横断歩道

運転手さんの頭にくる話

 前回と同じ運転手さんのお話です。これまた同じく横断歩道編で、違うパターン。前回は男気のあるお客さんでしたが、こちらは人間の屑です。

 お客は行き先を告げると、何時までに行かなければならない。とにかく急いでくれ。遅れたら会社を首になる、とまで言います。そんなこと、あるかーい、と突っ込みたくなりますが、運転手さんはできません。お客様は神様です、から(古いか、知らないかなあ)

 すると例の横断歩道です。またしてもタイミングは通過できるのですが、通行人が横断歩道内に入っています。道交法が改正されたので走ってしまえば捕まるかもしれない。しかし後ろから「急いでくれ」の声。運転手さんは仕方なく発進します。

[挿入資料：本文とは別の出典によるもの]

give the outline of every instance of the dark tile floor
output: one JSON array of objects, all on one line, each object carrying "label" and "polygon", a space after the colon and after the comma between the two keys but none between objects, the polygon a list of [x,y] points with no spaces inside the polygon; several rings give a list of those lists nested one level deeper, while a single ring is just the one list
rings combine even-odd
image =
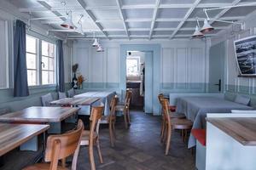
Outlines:
[{"label": "dark tile floor", "polygon": [[[124,128],[121,117],[118,119],[117,141],[110,147],[108,130],[101,129],[101,145],[103,164],[98,162],[96,150],[95,159],[97,169],[102,170],[190,170],[195,168],[195,156],[181,140],[178,132],[172,135],[171,150],[165,156],[164,145],[160,142],[160,117],[131,111],[130,129]],[[88,148],[80,149],[78,170],[90,169]]]}]

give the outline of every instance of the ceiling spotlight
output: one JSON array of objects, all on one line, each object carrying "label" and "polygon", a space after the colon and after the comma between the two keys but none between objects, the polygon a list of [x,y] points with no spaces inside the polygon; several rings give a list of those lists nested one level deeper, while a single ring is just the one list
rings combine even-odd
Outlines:
[{"label": "ceiling spotlight", "polygon": [[104,49],[101,44],[97,47],[96,52],[104,52]]},{"label": "ceiling spotlight", "polygon": [[210,25],[210,23],[208,22],[208,20],[207,19],[205,19],[205,20],[204,20],[204,26],[201,29],[200,31],[201,33],[205,34],[205,33],[207,33],[207,32],[212,31],[213,30],[214,30],[214,28]]},{"label": "ceiling spotlight", "polygon": [[68,13],[67,13],[67,18],[62,24],[61,24],[61,26],[64,28],[72,29],[72,30],[75,29],[76,26],[72,21],[72,11],[69,11]]},{"label": "ceiling spotlight", "polygon": [[201,38],[204,37],[204,34],[199,31],[199,27],[198,26],[195,26],[195,30],[194,34],[192,35],[193,38]]}]

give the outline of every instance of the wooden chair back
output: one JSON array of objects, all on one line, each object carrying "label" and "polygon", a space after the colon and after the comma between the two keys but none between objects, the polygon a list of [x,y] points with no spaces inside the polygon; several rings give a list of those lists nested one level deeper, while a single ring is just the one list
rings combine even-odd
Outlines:
[{"label": "wooden chair back", "polygon": [[166,99],[162,99],[160,103],[163,108],[163,114],[166,122],[171,126],[171,118],[169,116],[169,101]]},{"label": "wooden chair back", "polygon": [[72,169],[75,169],[83,130],[84,123],[81,120],[79,120],[75,130],[64,134],[48,137],[44,160],[45,162],[50,162],[50,170],[56,170],[58,161],[71,155],[73,155]]},{"label": "wooden chair back", "polygon": [[161,99],[164,99],[164,94],[158,94],[158,100],[160,102],[160,104],[161,104]]},{"label": "wooden chair back", "polygon": [[109,114],[109,122],[115,121],[115,108],[118,102],[118,97],[114,96],[111,99],[111,106],[110,106],[110,114]]},{"label": "wooden chair back", "polygon": [[[101,103],[98,106],[93,106],[90,116],[90,139],[93,139],[94,133],[99,135],[101,118],[104,110],[104,105]],[[93,142],[93,140],[90,140]]]},{"label": "wooden chair back", "polygon": [[125,105],[128,108],[130,107],[130,103],[131,103],[131,94],[132,94],[132,92],[131,90],[126,91],[126,97],[125,97]]}]

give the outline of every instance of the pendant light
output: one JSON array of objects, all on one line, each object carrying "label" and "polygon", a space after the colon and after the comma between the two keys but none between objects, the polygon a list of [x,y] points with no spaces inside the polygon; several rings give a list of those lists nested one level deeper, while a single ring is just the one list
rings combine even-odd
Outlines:
[{"label": "pendant light", "polygon": [[72,30],[75,29],[76,26],[72,21],[72,11],[69,11],[68,13],[67,13],[67,18],[62,24],[61,24],[61,26],[64,28],[72,29]]},{"label": "pendant light", "polygon": [[97,47],[96,52],[104,52],[104,49],[101,44]]},{"label": "pendant light", "polygon": [[204,26],[201,29],[201,32],[205,34],[205,33],[207,33],[209,31],[213,31],[214,28],[210,25],[210,23],[208,22],[208,20],[205,19],[204,20]]},{"label": "pendant light", "polygon": [[198,20],[198,18],[196,19],[196,26],[195,26],[195,32],[194,34],[192,35],[192,38],[201,38],[204,36],[203,33],[201,33],[200,31],[199,31],[199,28],[200,28],[200,24],[199,24],[199,20]]},{"label": "pendant light", "polygon": [[93,44],[92,44],[92,47],[96,48],[96,47],[98,47],[99,45],[100,45],[100,44],[99,44],[99,42],[98,42],[97,38],[94,38],[94,42],[93,42]]},{"label": "pendant light", "polygon": [[93,38],[94,38],[94,42],[92,43],[92,47],[96,48],[100,45],[97,38],[95,37],[95,32],[93,32]]}]

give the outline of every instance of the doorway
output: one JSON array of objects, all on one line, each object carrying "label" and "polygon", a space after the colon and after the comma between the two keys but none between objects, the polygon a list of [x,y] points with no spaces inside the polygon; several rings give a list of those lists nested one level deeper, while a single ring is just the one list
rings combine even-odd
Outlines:
[{"label": "doorway", "polygon": [[132,92],[131,107],[152,113],[153,53],[127,51],[125,78],[126,89]]},{"label": "doorway", "polygon": [[209,93],[224,92],[224,43],[218,43],[210,48]]}]

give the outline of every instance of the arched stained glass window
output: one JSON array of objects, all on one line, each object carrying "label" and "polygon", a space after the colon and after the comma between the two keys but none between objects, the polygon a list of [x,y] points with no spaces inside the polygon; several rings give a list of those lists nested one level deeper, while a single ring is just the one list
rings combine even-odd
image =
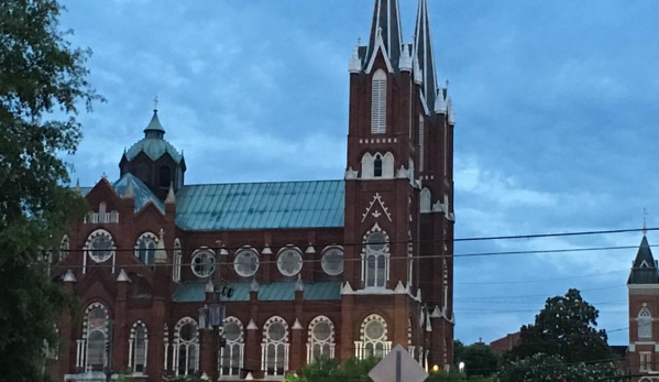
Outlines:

 やはり運のない人なんですね。やっぱり捕まってしまいます。前回は「俺が行けと言ったんだから、運転手さんは悪くない。俺の責任だ」と言ってくれた男気のあるお客さんでしたね。

 今回の客は黙り込んでいます。僕は関係ないねと、そっぽを向いています。運転手さんは警察官に事情を説明し、後ろから付いて来るよう頼みます。パトカーを先導する形で無事、時間内に目的地へお客さんを届けることができました。

 その車中、無責任この上ない客は、約束の先方に電話をしていました。すると「遅れても構いませんよ」との答え。首になるんじゃないのかーい! と叫びたくなりませんか。運転手さんは、嫌味の一言も漏らさず、糞野郎を下ろしたそうです。

 後日、社内でドライビングレコーダーのチェックを上司がしたところ、一部始終が分かります。上司は運転手さんに「男だねえ、立派だねえ。なかなかできることじゃないよ」とお褒めの言葉をくださったそうです。

 「でも、減点は返ってきません。それがやっぱり痛いんです」と男気溢れる運転手さんは嘆いていました。いや、絶対に、いいことあります! それでなければ、神様はどこにいるか。ね!

 お客に目を向けると、悲しくて悔しい話ですが、運転手さんに視点を向ければ、いいお話です。では、また。ペレレイ、ペレレイ。

運転手さんの役に立つ話

 お話好きなタクシー運転手さんから面白い話を聞きました。横断歩道に人が入っていたら、タイミング的に余裕で進むことができても違反なんだそうです。交通法規が改正されたらしいです。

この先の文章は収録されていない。